Four UW Radiology Faculty Receive 2020 ICTR Pilot Awards

Posted on November 2020

Dr. Kevin Johnson

Kevin Johnson, PhD, received a 2020 ICTR Pilot Award for his research “Accelerated MRI Using of Crowdsourcing and Machine Learning Reconstructions.” Howard Rowley, MD and Laura Eisenmenger, MD were also collaborators on this research. In their work, Drs. Johnson, Rowley and Eisenmenger investigate a scheme for crowd sourcing image quality using machine learned metrics from user rankings of corrupted images.

Dr. Scott Reeder

Scott Reeder, MD, PhD, received a 2020 ICTR Pilot Award for his research “Novel Method for Rapid 3D T2-Mapping with Magnetic Resonance Imaging.” Dr.

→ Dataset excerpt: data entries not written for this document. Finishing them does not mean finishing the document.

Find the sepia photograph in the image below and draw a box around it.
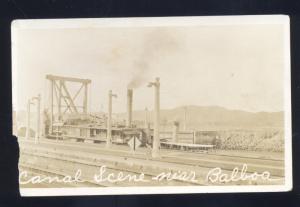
[11,15,292,196]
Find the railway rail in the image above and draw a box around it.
[20,140,284,186]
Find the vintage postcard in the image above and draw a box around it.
[11,15,292,196]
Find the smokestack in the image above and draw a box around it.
[172,121,179,143]
[126,89,133,127]
[106,90,117,148]
[148,78,160,157]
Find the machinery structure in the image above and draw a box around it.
[46,75,91,134]
[38,75,213,158]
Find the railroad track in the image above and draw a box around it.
[20,138,283,186]
[21,138,284,177]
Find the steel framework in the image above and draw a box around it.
[46,75,91,132]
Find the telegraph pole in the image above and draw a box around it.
[106,90,117,148]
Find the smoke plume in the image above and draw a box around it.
[127,28,179,89]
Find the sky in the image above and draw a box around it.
[13,18,285,112]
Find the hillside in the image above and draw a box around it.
[115,106,284,130]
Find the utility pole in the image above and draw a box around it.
[106,90,117,148]
[148,78,160,158]
[32,94,41,144]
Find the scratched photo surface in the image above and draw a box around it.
[12,16,292,196]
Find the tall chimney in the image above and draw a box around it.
[148,78,160,157]
[106,90,117,148]
[126,89,133,127]
[172,121,179,143]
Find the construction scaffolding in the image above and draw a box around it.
[46,75,91,134]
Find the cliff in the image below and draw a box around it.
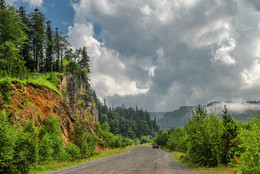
[0,75,98,144]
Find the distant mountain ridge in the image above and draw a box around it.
[149,101,260,130]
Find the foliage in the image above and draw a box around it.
[0,77,12,102]
[92,91,159,139]
[154,106,260,170]
[66,143,80,160]
[140,135,153,144]
[0,111,17,173]
[239,117,260,174]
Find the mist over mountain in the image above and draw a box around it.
[149,101,260,130]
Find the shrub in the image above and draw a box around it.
[39,133,54,161]
[140,135,152,144]
[13,133,38,173]
[185,106,224,166]
[166,127,188,152]
[239,118,260,174]
[39,115,63,158]
[80,134,98,158]
[0,111,17,173]
[66,143,80,161]
[154,130,169,146]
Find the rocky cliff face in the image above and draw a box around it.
[0,75,98,144]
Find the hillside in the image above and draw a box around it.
[150,101,260,130]
[0,75,98,144]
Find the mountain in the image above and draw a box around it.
[149,101,260,130]
[0,75,98,144]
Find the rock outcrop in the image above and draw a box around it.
[0,75,98,144]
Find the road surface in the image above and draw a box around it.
[45,146,193,174]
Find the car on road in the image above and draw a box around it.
[153,144,159,149]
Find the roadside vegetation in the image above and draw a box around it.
[0,111,134,173]
[154,105,260,174]
[0,0,159,173]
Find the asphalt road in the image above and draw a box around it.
[45,146,193,174]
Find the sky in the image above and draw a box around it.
[8,0,260,111]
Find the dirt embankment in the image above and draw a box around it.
[0,76,98,144]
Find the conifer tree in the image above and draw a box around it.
[30,8,45,73]
[45,21,53,72]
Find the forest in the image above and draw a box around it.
[0,0,159,173]
[93,91,159,143]
[0,0,90,81]
[154,105,260,174]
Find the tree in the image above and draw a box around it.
[45,21,53,72]
[54,28,61,72]
[30,8,45,73]
[19,7,33,71]
[222,107,238,165]
[0,3,28,77]
[79,47,90,73]
[0,0,6,10]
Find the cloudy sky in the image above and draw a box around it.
[9,0,260,111]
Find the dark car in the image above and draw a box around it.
[153,144,159,149]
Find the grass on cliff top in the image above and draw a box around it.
[29,146,134,174]
[0,73,61,96]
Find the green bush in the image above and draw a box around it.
[66,143,80,161]
[14,133,38,173]
[0,111,17,173]
[239,118,260,174]
[39,115,64,158]
[80,134,98,158]
[39,133,54,161]
[140,135,152,144]
[154,130,169,146]
[166,127,188,152]
[0,77,12,102]
[185,106,224,167]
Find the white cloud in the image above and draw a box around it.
[68,0,260,111]
[22,0,43,7]
[6,0,43,7]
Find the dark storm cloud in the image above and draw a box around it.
[70,0,260,111]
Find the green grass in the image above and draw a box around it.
[29,146,134,174]
[0,73,62,96]
[160,147,237,174]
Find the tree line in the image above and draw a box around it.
[93,91,159,141]
[154,105,260,174]
[0,0,90,79]
[0,110,134,173]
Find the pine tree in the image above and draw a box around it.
[45,21,53,72]
[19,7,33,70]
[0,1,27,77]
[30,8,45,73]
[54,28,61,72]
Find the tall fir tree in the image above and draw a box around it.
[30,8,45,73]
[0,1,28,77]
[45,21,53,72]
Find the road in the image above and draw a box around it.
[45,146,193,174]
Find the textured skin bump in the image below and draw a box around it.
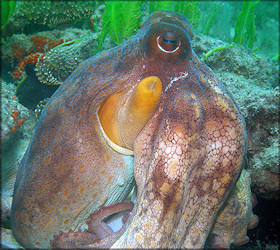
[11,11,252,248]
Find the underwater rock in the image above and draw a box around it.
[1,79,36,221]
[35,36,96,85]
[2,1,95,36]
[193,34,280,199]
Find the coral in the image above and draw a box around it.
[11,53,46,81]
[35,36,95,85]
[11,36,64,81]
[12,43,26,61]
[34,98,50,120]
[1,80,30,143]
[30,36,48,53]
[15,1,95,25]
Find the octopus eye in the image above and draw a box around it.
[157,32,181,53]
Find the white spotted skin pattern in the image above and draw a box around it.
[113,68,246,248]
[11,11,253,249]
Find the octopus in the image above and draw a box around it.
[11,11,258,248]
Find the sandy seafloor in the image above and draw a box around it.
[1,2,280,249]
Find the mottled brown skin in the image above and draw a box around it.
[12,12,246,248]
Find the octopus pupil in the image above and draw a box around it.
[162,38,176,44]
[157,32,181,53]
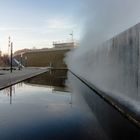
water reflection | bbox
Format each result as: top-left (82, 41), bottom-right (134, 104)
top-left (25, 69), bottom-right (69, 91)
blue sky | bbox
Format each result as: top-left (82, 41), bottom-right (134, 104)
top-left (0, 0), bottom-right (83, 52)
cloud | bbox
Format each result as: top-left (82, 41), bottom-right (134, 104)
top-left (46, 18), bottom-right (76, 29)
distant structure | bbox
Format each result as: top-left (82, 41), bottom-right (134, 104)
top-left (14, 42), bottom-right (76, 68)
top-left (53, 42), bottom-right (74, 48)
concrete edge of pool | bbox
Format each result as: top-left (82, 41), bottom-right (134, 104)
top-left (0, 67), bottom-right (48, 90)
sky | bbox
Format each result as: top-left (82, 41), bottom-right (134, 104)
top-left (0, 0), bottom-right (83, 53)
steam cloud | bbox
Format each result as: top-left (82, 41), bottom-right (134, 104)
top-left (66, 0), bottom-right (140, 100)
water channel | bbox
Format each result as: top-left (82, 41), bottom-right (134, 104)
top-left (0, 70), bottom-right (108, 140)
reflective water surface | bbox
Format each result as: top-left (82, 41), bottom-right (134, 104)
top-left (0, 70), bottom-right (107, 140)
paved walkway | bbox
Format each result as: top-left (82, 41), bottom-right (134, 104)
top-left (0, 68), bottom-right (48, 89)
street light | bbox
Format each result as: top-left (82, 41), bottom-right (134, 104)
top-left (10, 42), bottom-right (13, 73)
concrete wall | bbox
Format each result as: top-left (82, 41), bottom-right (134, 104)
top-left (69, 24), bottom-right (140, 100)
top-left (15, 49), bottom-right (70, 68)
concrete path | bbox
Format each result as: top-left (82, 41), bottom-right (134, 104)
top-left (0, 68), bottom-right (48, 89)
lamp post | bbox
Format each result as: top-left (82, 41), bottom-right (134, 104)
top-left (10, 42), bottom-right (13, 73)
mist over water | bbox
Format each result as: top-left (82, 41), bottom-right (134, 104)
top-left (66, 0), bottom-right (140, 100)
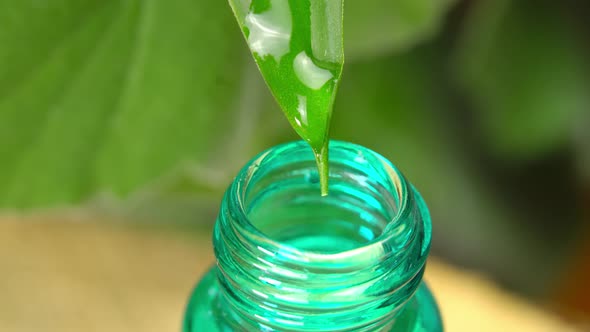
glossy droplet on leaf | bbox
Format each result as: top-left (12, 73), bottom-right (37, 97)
top-left (229, 0), bottom-right (344, 195)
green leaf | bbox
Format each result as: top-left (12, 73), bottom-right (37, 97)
top-left (344, 0), bottom-right (457, 60)
top-left (0, 0), bottom-right (252, 207)
top-left (455, 0), bottom-right (590, 159)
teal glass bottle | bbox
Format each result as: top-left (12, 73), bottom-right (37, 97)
top-left (183, 141), bottom-right (442, 332)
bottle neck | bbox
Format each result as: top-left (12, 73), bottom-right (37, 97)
top-left (214, 141), bottom-right (431, 331)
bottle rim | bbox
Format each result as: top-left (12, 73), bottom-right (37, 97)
top-left (226, 140), bottom-right (431, 261)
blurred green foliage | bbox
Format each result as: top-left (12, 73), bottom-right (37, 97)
top-left (0, 0), bottom-right (590, 292)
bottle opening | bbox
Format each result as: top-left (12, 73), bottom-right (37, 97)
top-left (240, 142), bottom-right (402, 254)
top-left (214, 141), bottom-right (430, 331)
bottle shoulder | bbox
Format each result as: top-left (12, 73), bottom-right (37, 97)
top-left (183, 267), bottom-right (443, 332)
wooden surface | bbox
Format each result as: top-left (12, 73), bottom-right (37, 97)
top-left (0, 217), bottom-right (582, 332)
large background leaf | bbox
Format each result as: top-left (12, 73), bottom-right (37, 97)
top-left (0, 0), bottom-right (458, 207)
top-left (455, 0), bottom-right (590, 160)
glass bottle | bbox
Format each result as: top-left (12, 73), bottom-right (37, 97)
top-left (183, 141), bottom-right (442, 332)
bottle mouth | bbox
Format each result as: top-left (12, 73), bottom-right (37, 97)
top-left (228, 141), bottom-right (429, 267)
top-left (214, 141), bottom-right (430, 331)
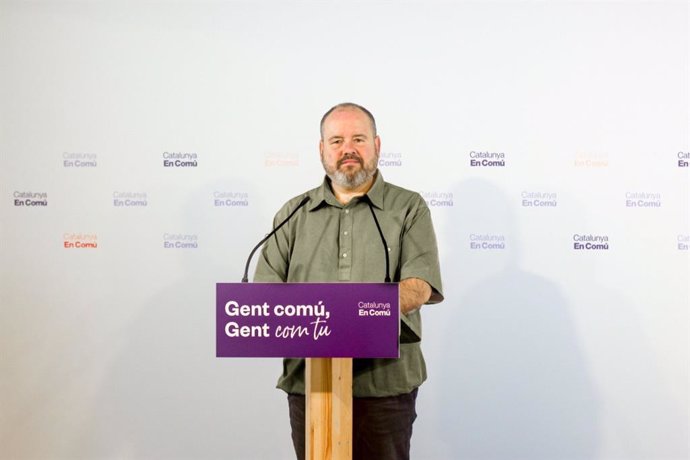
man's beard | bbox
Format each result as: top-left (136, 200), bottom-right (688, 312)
top-left (321, 155), bottom-right (379, 189)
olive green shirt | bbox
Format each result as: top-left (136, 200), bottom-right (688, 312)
top-left (254, 172), bottom-right (443, 397)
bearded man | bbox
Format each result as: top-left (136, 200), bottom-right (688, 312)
top-left (254, 102), bottom-right (443, 460)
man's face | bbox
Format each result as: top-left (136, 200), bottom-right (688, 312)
top-left (319, 108), bottom-right (381, 189)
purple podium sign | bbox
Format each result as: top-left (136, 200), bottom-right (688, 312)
top-left (216, 283), bottom-right (400, 358)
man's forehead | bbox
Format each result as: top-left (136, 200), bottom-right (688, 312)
top-left (324, 107), bottom-right (372, 134)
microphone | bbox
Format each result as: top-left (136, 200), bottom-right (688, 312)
top-left (242, 196), bottom-right (309, 283)
top-left (363, 195), bottom-right (391, 283)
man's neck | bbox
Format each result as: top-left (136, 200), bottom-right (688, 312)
top-left (330, 172), bottom-right (378, 204)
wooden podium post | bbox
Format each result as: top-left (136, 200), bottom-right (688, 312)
top-left (305, 358), bottom-right (352, 460)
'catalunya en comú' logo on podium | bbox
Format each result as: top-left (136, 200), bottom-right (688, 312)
top-left (216, 283), bottom-right (400, 358)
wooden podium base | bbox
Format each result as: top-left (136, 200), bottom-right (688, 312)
top-left (305, 358), bottom-right (352, 460)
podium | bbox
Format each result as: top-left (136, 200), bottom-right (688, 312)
top-left (216, 283), bottom-right (404, 460)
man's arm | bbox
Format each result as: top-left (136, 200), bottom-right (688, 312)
top-left (400, 278), bottom-right (431, 315)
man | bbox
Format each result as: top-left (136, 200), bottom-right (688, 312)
top-left (254, 103), bottom-right (443, 460)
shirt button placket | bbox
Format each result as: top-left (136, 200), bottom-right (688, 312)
top-left (338, 209), bottom-right (352, 281)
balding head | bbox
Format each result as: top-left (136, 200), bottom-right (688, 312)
top-left (319, 102), bottom-right (376, 140)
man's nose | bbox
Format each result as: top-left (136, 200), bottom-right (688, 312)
top-left (343, 140), bottom-right (357, 154)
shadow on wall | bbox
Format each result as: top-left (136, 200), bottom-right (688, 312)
top-left (436, 179), bottom-right (600, 460)
top-left (73, 180), bottom-right (293, 459)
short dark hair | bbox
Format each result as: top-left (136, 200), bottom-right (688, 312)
top-left (319, 102), bottom-right (376, 139)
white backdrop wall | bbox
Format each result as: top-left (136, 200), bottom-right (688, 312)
top-left (0, 1), bottom-right (690, 460)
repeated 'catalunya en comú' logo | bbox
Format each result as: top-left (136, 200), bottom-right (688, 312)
top-left (520, 190), bottom-right (558, 208)
top-left (113, 191), bottom-right (149, 208)
top-left (419, 192), bottom-right (454, 208)
top-left (213, 191), bottom-right (249, 208)
top-left (573, 233), bottom-right (609, 251)
top-left (163, 233), bottom-right (199, 249)
top-left (12, 190), bottom-right (48, 207)
top-left (469, 150), bottom-right (506, 168)
top-left (163, 152), bottom-right (199, 168)
top-left (469, 233), bottom-right (506, 251)
top-left (625, 192), bottom-right (661, 208)
top-left (357, 301), bottom-right (391, 316)
top-left (379, 152), bottom-right (402, 168)
top-left (62, 233), bottom-right (98, 249)
top-left (62, 152), bottom-right (98, 168)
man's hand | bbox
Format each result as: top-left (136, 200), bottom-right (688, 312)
top-left (400, 278), bottom-right (431, 315)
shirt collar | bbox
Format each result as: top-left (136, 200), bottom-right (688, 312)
top-left (307, 171), bottom-right (385, 211)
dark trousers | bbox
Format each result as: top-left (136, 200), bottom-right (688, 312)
top-left (288, 388), bottom-right (417, 460)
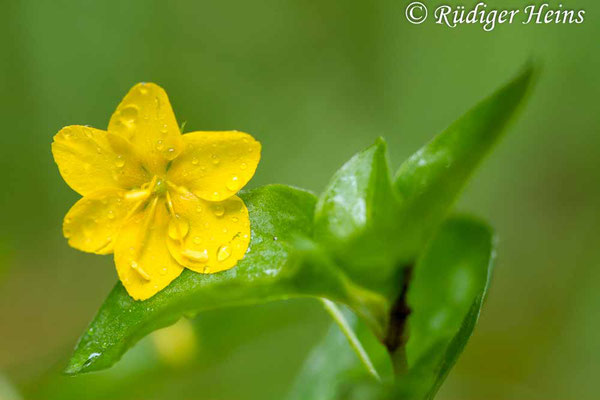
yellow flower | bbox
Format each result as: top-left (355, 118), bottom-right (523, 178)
top-left (52, 83), bottom-right (260, 300)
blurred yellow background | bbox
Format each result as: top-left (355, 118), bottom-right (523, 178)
top-left (0, 0), bottom-right (600, 399)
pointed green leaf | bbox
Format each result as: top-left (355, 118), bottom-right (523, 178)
top-left (397, 217), bottom-right (495, 399)
top-left (315, 139), bottom-right (399, 297)
top-left (65, 185), bottom-right (385, 374)
top-left (395, 65), bottom-right (534, 259)
top-left (286, 307), bottom-right (392, 400)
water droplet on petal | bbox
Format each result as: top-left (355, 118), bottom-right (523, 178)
top-left (165, 147), bottom-right (176, 160)
top-left (121, 104), bottom-right (138, 124)
top-left (115, 156), bottom-right (125, 168)
top-left (213, 204), bottom-right (225, 217)
top-left (225, 176), bottom-right (240, 192)
top-left (181, 249), bottom-right (208, 262)
top-left (169, 217), bottom-right (190, 240)
top-left (217, 245), bottom-right (231, 262)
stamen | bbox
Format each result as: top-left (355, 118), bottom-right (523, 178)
top-left (167, 190), bottom-right (183, 248)
top-left (167, 181), bottom-right (193, 195)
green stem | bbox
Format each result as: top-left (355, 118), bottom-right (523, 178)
top-left (319, 298), bottom-right (381, 382)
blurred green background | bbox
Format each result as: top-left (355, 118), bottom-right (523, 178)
top-left (0, 0), bottom-right (600, 399)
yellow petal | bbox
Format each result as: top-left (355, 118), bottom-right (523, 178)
top-left (63, 189), bottom-right (139, 254)
top-left (168, 131), bottom-right (260, 201)
top-left (167, 192), bottom-right (250, 273)
top-left (108, 83), bottom-right (183, 174)
top-left (115, 198), bottom-right (183, 300)
top-left (52, 125), bottom-right (149, 196)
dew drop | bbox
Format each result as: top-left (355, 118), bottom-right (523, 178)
top-left (169, 217), bottom-right (190, 240)
top-left (213, 204), bottom-right (225, 217)
top-left (181, 249), bottom-right (208, 262)
top-left (115, 156), bottom-right (125, 168)
top-left (217, 245), bottom-right (231, 262)
top-left (121, 104), bottom-right (138, 124)
top-left (225, 175), bottom-right (240, 192)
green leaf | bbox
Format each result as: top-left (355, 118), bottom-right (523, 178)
top-left (395, 65), bottom-right (534, 260)
top-left (286, 307), bottom-right (392, 400)
top-left (397, 217), bottom-right (495, 399)
top-left (65, 185), bottom-right (385, 374)
top-left (315, 138), bottom-right (399, 298)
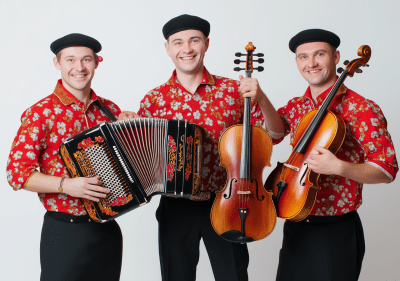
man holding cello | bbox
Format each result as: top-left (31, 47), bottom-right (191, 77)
top-left (262, 29), bottom-right (398, 281)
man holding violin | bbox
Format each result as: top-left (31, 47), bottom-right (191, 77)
top-left (120, 15), bottom-right (283, 281)
top-left (264, 29), bottom-right (398, 281)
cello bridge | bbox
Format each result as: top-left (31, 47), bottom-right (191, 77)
top-left (283, 163), bottom-right (300, 172)
top-left (237, 190), bottom-right (251, 195)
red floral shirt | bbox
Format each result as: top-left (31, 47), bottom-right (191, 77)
top-left (138, 68), bottom-right (264, 191)
top-left (274, 82), bottom-right (399, 216)
top-left (7, 80), bottom-right (120, 216)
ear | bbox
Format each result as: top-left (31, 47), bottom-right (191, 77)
top-left (53, 57), bottom-right (61, 70)
top-left (334, 51), bottom-right (340, 64)
top-left (164, 41), bottom-right (171, 57)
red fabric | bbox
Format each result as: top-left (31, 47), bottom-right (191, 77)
top-left (7, 80), bottom-right (121, 216)
top-left (138, 69), bottom-right (263, 190)
top-left (273, 82), bottom-right (398, 216)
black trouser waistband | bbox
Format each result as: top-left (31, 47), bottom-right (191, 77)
top-left (301, 211), bottom-right (357, 223)
top-left (46, 211), bottom-right (93, 223)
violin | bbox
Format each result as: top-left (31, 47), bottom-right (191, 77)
top-left (264, 45), bottom-right (371, 221)
top-left (211, 42), bottom-right (276, 243)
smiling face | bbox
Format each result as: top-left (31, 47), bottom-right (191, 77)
top-left (296, 42), bottom-right (340, 89)
top-left (165, 29), bottom-right (209, 74)
top-left (54, 47), bottom-right (98, 94)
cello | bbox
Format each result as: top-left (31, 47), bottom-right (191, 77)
top-left (264, 45), bottom-right (371, 221)
top-left (211, 42), bottom-right (276, 243)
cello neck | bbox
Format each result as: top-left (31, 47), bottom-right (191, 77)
top-left (240, 71), bottom-right (251, 179)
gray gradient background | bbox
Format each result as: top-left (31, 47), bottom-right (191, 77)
top-left (0, 0), bottom-right (400, 281)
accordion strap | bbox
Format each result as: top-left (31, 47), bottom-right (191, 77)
top-left (94, 99), bottom-right (118, 122)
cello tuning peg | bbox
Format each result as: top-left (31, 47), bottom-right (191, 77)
top-left (233, 59), bottom-right (246, 64)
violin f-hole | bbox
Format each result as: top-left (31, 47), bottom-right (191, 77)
top-left (224, 179), bottom-right (237, 199)
top-left (300, 163), bottom-right (308, 186)
top-left (251, 179), bottom-right (265, 201)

Reeder is the PI and is collaborating with Diego Hernando, PhD. The primary goal of this proposal is to develop a novel phase-based T2-mapping method for quantitative tissue characterization using MRI.

Vivek Prabhakaran
Dr. Vivek Prabhakaran

Vivek Prabhakaran, MD, PhD, is a collaborator on a research project that received a 2020 ICTR Pilot Award. The project, entitled “Investigation of Neural Network Dysfunction underlying Refractory Epilepsy in Children,” is led by PI Raheel Ahmed, MD, PhD in the Department of Neurological Surgery at the UWSMPH. The proposal aims to investigate the large-scale cortical network dysfunction that underlies the pathogenesis and clinical outcomes in epilepsy.

Dr. Jason Pinchot

Jason Pinchot, MD, is also a collaborator on a research project that received a 2020 ICTR Award. His work, “Spatially-resolved mRNA Expression in Congenital Vascular Anomalies to Reveal New Therapeutic Targets,” will perform unbiased spatial transcriptomics to quantitate transcriptomic changes across human skin layers for the most common mutations in vascular anomalies. Led by PI Lisa Arkin in the Department of Dermatology at the UWSMPH, this research is critical to establish precisely how these mosaic variants drive disease progression, and subsequently to design or repurpose therapies that specifically target pathologic cells, penetrate to the appropriate depth in skin, and spare normal tissue.